While Hill does not deny the reality that God does at times choose to change a homosexual's orientation, in many cases, and in his case, God has not done so. He longs to be attracted to women and some of his desires here are nearly heart-rending to read. And yet the fact remains that he simply is not attracted to women and has been unable to remedy that.
In this book Hill offers deep reflections from three people - himself, Henri Nouwen and Gerard Manley Hopkins. Both of those other men were apparently homosexual and both wrestled deeply with their sexuality, eventually choosing not to practice homosexuality. Of course the other thing that is true of those men is that they were Roman Catholic. Hill, then, necessarily draws upon people, mentors of sorts, whose understanding of the gospel would be far different than what Evangelicals would hold to. I was a little disappointed to see his reliance upon these men and yet it made me think that this may be one more way in which evangelicals have probably been less than exemplary: there are few who have been willing to reveal their deep-rooted struggles with their sexuality. I could be wrong here, but it seems that a man seeking to reconcile Scripture and a homosexual orientation may find few other mentors.
It may be that this book's greatest strength is its ability to take us deep inside the struggle. Those of us who have never struggled with this sin have probably never considered all of the difficulties that come with it - all of the feelings of guilt and shame, remorse and hopelessness. 1 Corinthians tells us that when one member of Christ’s body suffers, all suffer together. This book invites us into the suffering experienced by some of our brothers and sisters. There are things I wish Hill had done better, times I think he could have addressed issues differently, but his book remains powerful, always looking to Scripture, always seeking God's will.

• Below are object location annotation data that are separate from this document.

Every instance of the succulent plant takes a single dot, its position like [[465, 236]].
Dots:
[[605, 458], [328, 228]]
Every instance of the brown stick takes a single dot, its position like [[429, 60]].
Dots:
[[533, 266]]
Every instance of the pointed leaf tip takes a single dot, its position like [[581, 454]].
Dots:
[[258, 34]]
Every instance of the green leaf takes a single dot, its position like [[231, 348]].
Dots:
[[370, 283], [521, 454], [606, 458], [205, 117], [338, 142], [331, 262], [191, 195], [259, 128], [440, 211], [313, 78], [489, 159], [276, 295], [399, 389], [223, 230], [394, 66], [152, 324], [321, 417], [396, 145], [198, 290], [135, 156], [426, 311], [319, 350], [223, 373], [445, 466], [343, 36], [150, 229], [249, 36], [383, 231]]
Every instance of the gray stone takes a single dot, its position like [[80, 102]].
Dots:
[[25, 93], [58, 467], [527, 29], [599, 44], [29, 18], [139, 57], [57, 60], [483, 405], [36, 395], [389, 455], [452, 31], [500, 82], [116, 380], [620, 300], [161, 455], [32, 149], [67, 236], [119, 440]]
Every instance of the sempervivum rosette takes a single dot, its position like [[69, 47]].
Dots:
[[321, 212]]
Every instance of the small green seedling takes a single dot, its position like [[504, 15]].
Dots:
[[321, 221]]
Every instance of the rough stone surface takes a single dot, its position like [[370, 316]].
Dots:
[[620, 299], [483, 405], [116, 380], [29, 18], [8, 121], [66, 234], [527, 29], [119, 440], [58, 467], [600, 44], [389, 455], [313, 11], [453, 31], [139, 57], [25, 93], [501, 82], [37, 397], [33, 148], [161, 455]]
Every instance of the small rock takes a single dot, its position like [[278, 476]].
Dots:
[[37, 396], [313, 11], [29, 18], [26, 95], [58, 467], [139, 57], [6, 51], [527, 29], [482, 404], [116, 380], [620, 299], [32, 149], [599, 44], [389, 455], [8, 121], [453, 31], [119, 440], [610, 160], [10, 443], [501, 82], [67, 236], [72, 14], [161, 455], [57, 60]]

At the end of it all (160 pages or so) we are left with Hill calling on gay Christians to remain committed to celibacy and to find fulfillment not in pursuing their bodily desires, but in pursuing Christ. I was glad to see him point to the power of the local church in finding the kind of relational fulfillment that so many homosexuals are simply unable to find in other ways. He points to the power of the Holy Spirit working through the Word and working through the church, he points to the tough reality that life on this side of eternity may offer no transformation of desire. And yet he declares the truth that any of us, including gay Christians, live in this world washed and waiting - free from the guilt of sin, from the stain of sin, while eagerly awaiting the day when all is made new.
Washed and Waiting is by no means the final word on this topic and it is marked by a few weaknesses. But I do consider it quite a valuable read, predominantly for the diagnosis and to a lesser extent for the suggested cure. It speaks of an issue that Christians just can't afford to ignore.